Thursday, October 14, 2010

Hole

The following is a story I heard on an episode of the TV series the West Wing. It is a piece of dialogue used to illustrate a point about why one of the characters wasn’t fired from his job, and why he was forced into seeking help from a psychologist about a trauma he is suffering from. Neither one of the characters in the scene is the psychologist; the younger one is the man going through post traumatic stress disorder. Every time I see it or hear it, I get emotional. I love it, and live it out. I hope you do too.

A guys’ walking down the street and falls into a hole. The walls are so steep he can’t get out. A doctor walks by and the guy in the hole shouts, “I’m stuck can you help me?” The doctor writes out a prescription throws it down the hole and moves on. Then, a priest walks by and the man shouts, “Father, I’m stuck can you help me?” The priest writes out a prayer, throws it down the hole and moves on. Then a friend walks by and the man in hole shouts, “Hey Joe, it’s me, I’m stuck down here, can you help me out?” The friend then jumps in the hole. Our guy says, “Are you stupid, now we’re both stuck down here!” The friend says, “Yeah, but I’ve been down here before and I know the way out.”

I love this little story. I love the meaning, the implications, the lessons, and the sacrifice. What do we know? A man falls in a hole, two men who could help, help, but not in the way the man in the hole needs. He’s looking for a way out of the hole, and the Doctor and priest think they need to put their skills to use and do what they do best, write prescriptions and say prayers. Sure, they mean well, but it’s not what the man is asking for. He wants to get out, and these men don’t offer that kind of help. We don’t know if they know the man, but it would seem that they don’t, because of their lack of insight into what the man is asking for and the fact that the third man to walk by is introduced as a friend.

He’s someone that knows our guy stuck in the hole. He refers to him by name and the author introduces him to us as friend unlike the previous two who are given titles of career not relationship to the man.

The friend who jumps in the hole is offering something to the man that the other two would not, a hand. By jumping in the hole with our guy he is saying that his well being is more important to him that his own. He is willing to sacrifice himself so that his friend can get out. We also know that this man, the friend, has been in this hole before, this situation, and he knows the best way to get out. His way of helping is to put himself in the same situation as his friend and use his experience to help him out of his problem.

So, what’s the meaning?

It takes a friend, a true friend, someone who knows you, to help you through the rough spots in your life. Asking for help from a stranger may not yield that result you’re looking for. They may help you, but not in the way you’re hoping for. The friend, knows what he’s going through, knows how best to help him and is willing to put his friend in trouble ahead of himself. A doctor and a priest, while capable of pulling the man out, or going to get help, don’t do it. They think that he is asking for professional help, not personal help. The friend understands what he needs and gives it to him. However, rather than pulling him out of the hole with a rope or arm, or something else, he jumps in and SHOWS him how to get out himself. He leads him to the way out. The hole could be a metaphor for anything. We know he’s in trouble, but it could be any kind of trouble. It could be financial, physical, marital, mental, work related, or whatever. The friend who jumped in was familiar with the trouble having been in it before and knew the best way to overcome it. He knew the way out.

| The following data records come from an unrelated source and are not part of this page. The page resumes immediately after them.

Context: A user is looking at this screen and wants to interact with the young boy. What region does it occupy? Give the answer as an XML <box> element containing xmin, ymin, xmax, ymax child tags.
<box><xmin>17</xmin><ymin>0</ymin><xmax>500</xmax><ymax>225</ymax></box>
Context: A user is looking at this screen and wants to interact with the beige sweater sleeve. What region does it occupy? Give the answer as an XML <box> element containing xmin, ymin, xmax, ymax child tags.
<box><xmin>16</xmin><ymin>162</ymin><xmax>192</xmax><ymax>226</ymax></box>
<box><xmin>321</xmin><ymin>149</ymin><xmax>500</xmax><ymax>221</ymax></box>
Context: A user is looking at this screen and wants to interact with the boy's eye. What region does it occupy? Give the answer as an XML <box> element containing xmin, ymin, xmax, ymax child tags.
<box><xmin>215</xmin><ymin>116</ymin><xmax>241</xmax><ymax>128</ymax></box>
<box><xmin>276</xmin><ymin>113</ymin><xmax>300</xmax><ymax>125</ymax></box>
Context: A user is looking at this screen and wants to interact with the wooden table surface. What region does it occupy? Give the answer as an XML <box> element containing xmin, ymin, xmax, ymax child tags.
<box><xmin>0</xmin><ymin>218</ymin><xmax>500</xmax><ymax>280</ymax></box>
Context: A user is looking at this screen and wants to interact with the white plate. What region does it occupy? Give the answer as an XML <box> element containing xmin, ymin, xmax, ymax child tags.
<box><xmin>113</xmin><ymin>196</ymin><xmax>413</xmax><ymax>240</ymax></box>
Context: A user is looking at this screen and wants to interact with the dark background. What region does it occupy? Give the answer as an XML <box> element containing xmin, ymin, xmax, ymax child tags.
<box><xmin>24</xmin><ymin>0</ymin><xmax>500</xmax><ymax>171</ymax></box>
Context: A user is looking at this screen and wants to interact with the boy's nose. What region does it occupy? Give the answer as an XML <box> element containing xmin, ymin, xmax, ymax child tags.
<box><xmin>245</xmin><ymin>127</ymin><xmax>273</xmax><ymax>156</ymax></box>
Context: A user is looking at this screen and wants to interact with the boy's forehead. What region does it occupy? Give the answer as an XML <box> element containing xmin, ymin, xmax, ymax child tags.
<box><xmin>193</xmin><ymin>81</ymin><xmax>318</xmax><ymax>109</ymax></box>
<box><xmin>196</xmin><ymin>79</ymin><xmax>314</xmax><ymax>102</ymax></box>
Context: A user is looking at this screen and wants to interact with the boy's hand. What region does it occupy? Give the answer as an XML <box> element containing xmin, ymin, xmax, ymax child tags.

It’s hard to ask for help, and it’s hard to know what exactly you need to do to give help. Sure you can physically help someone out of a tough place, or you can show them how to help themselves. What is important is that you, the friend, are willing to put your friend ahead of yourself.

Be helpful, but also, listen to what your friend is asking you to do. Be attentive and be willing to sacrifice if necessary. That is the true measure of a friend. It’s the way I try to be, and it’s the way I hope you will be. You may have been there before and know the way out. Don’t be afraid to show it. Your friends are counting on it.